Identification of new protein-coding potential in Leishmania donovani using a proteogenomics approach

Leishmania donovani , the causative agent of visceral leishmaniasis, possesses a highly plastic genome and relies extensively on post-transcriptional regulation, posing challenges for accurate genome annotation. Despite the availability of a high-quality reference genome, many protein-coding genes remain incomplete or misannotated. In this study, we utilised a proteogenomic strategy integrating high-resolution tandem mass spectrometry (MS/MS) data with a custom six-frame translated genome database to refine the genome annotation of L. donovani . Re-analysis of previously published promastigote and amastigote proteomic datasets identified 50 N-terminal extensions across both developmental stages and revealed 15 novel protein-coding regions absent from the current annotation.

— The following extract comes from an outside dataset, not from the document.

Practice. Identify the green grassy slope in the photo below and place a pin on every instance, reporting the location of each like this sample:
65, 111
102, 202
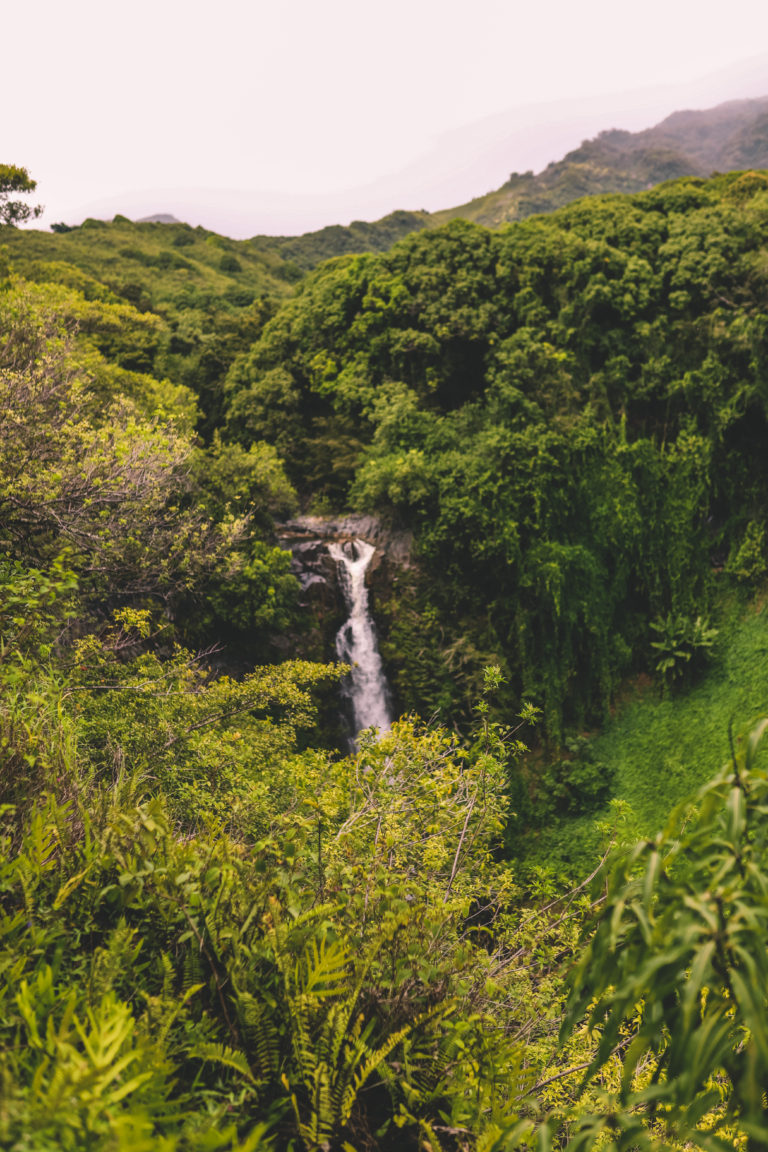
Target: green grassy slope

Several of the newly identified or extended proteins displayed conserved orthologs across related Leishmania species and contained functional domains implicated in essential cellular processes, including metabolism, vesicular trafficking, and intracellular survival. Collectively, our findings demonstrate that proteogenomic integration significantly improves the accuracy of L. donovani genome annotation by resolving truncated gene models and uncovering hidden coding potential. The refined proteome presented here provides a valuable resource for future functional studies and enhances our understanding of parasite biology, host adaptation, and pathogenicity.